Particolare della pista (foto di Robert Ribaudo)
Si potrebbero raccontare altre migliaia di aneddoti intorno a questo giro di pista, ma noi lasciamo ai nostri lettori il piacere della ricerca e della visita, magari in occasione della prossima apertura, attendendo che il Comune perfezioni la gara per far gestire l’impianto al meglio. Voglio chiudere solo ricordando che nella palestra sottostante furono girate le scene degli incontri di pugilato di Rocco e i suoi fratelli e che lungo l’anello esterno è sopravvissuta una storica bottega di cicli, l’officina Masi, che ha assistito dal 1949 alla vita e alla lenta agonia del Vigorelli, soprattutto dopo il collasso della copertura conseguente alla nevicata dell’85.

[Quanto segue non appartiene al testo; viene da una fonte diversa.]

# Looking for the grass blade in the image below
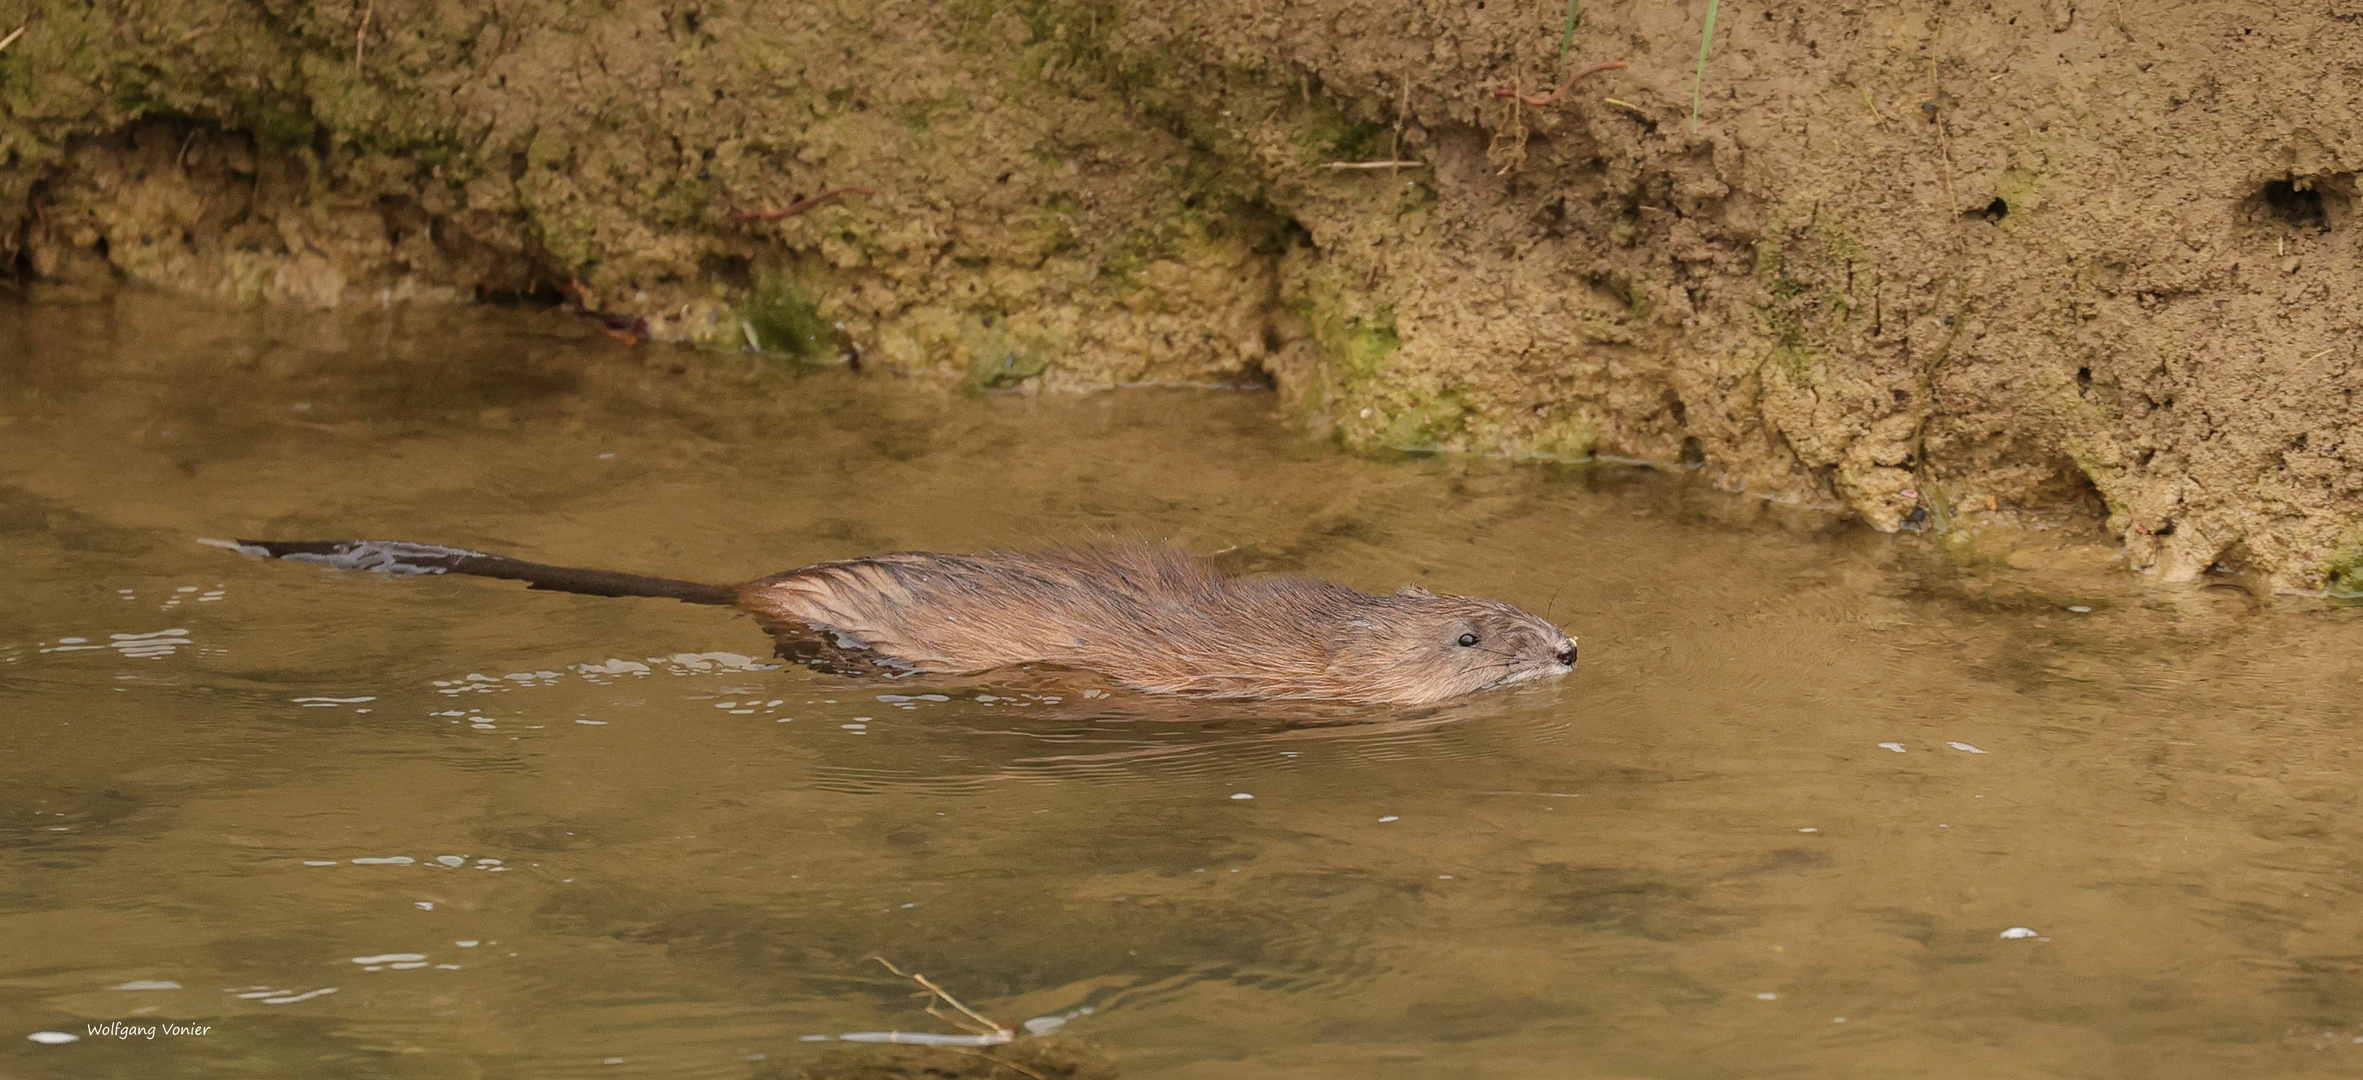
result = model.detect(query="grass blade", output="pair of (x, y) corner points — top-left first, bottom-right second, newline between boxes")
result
(1689, 0), (1721, 133)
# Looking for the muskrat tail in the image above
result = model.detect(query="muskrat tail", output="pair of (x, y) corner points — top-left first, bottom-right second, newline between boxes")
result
(201, 538), (739, 605)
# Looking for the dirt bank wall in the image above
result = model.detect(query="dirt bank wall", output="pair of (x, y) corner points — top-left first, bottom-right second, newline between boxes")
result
(3, 1), (2358, 591)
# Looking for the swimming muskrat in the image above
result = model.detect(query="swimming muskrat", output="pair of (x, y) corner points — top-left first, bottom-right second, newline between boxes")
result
(208, 539), (1578, 704)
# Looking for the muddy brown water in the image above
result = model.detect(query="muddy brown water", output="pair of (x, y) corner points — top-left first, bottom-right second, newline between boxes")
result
(2, 293), (2360, 1080)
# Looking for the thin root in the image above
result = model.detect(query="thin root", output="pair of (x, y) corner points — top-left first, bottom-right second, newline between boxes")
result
(0, 26), (25, 53)
(1492, 60), (1627, 107)
(1324, 160), (1427, 171)
(731, 186), (877, 222)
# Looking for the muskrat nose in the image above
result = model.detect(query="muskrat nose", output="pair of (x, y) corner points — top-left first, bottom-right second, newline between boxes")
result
(1555, 641), (1577, 666)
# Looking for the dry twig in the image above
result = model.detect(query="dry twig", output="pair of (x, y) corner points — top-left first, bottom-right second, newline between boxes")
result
(868, 955), (1008, 1037)
(0, 26), (26, 53)
(354, 1), (373, 72)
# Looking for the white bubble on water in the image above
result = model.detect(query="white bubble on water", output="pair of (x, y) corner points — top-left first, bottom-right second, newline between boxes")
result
(260, 987), (337, 1004)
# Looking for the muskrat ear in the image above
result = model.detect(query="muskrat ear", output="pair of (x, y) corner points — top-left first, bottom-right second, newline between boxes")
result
(1396, 584), (1435, 598)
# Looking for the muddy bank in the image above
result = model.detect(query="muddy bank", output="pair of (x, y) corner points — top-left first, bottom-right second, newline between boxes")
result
(2, 2), (2358, 590)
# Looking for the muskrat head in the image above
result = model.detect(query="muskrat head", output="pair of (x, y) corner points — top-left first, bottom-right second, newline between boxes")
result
(1327, 586), (1579, 704)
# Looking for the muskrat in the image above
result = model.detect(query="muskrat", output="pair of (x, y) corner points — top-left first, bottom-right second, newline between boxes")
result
(207, 539), (1578, 704)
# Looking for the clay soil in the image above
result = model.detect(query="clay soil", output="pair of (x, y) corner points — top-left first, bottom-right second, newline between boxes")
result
(2, 1), (2358, 590)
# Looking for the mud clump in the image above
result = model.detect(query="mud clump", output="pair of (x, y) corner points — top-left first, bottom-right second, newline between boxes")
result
(3, 2), (2359, 591)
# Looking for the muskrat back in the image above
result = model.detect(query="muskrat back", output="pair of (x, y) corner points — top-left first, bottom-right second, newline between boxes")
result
(215, 539), (1577, 704)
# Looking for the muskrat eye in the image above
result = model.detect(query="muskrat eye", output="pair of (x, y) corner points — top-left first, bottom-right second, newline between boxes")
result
(1456, 633), (1479, 647)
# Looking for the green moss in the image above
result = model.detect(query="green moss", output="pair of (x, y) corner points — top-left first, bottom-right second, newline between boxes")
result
(1992, 170), (2045, 218)
(1098, 230), (1160, 284)
(743, 272), (834, 359)
(1300, 294), (1474, 451)
(897, 95), (961, 133)
(1368, 387), (1470, 450)
(1524, 417), (1599, 463)
(245, 98), (319, 151)
(1013, 212), (1079, 265)
(2329, 545), (2363, 600)
(1096, 186), (1254, 288)
(968, 346), (1049, 389)
(1300, 102), (1390, 163)
(1752, 212), (1874, 383)
(1609, 211), (1640, 246)
(1753, 237), (1810, 379)
(1299, 293), (1398, 382)
(962, 310), (1053, 389)
(962, 1), (1129, 86)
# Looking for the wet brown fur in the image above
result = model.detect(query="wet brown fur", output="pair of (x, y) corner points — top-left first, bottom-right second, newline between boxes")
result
(223, 539), (1577, 704)
(739, 544), (1576, 704)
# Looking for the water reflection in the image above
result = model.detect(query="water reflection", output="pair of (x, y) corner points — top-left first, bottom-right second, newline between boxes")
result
(2, 292), (2362, 1079)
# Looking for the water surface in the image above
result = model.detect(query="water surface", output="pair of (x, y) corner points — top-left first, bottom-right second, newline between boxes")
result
(3, 293), (2360, 1079)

La linea di traguardo: 397, 76 m. di pista alle spalle (foto di Robert Ribaudo)
Finiamo col ringraziare il Comitato Velodromo Vigorelli che ha organizzato questa come altre visite speciali e che, soprattutto, si è adoperato per salvare e far rivivere la pista, aprendola agli amatori.
One comment, add yours.
marco freschi
il ricordo storico cede alla razionalità di un impianto che, di fatto, è morto. Non si possono organizzare gare internazionali perché la pista non è più a norma del comitato internazionale, non si può neanche pensare di tutelare seriamente la pista attuale: la pioggia non scende sempre in verticale perfetta…… L’aver rinunciato al progetto che vinse il concorso internazionale per futili motivi vuol dire aver condannato il Vigorelli all’oblio. Mentre dovrebbe essere centro di attenzione ed in grado di ospitare iniziative sportive e non in totale sicurezza, cosa che ora non avviene. E se considerate che potrebbe essere una perla nel centro di Milano, quanto potrebbe rendere? E magari i proventi potrebbero essere devoluti allo sport milanese….. Utopia.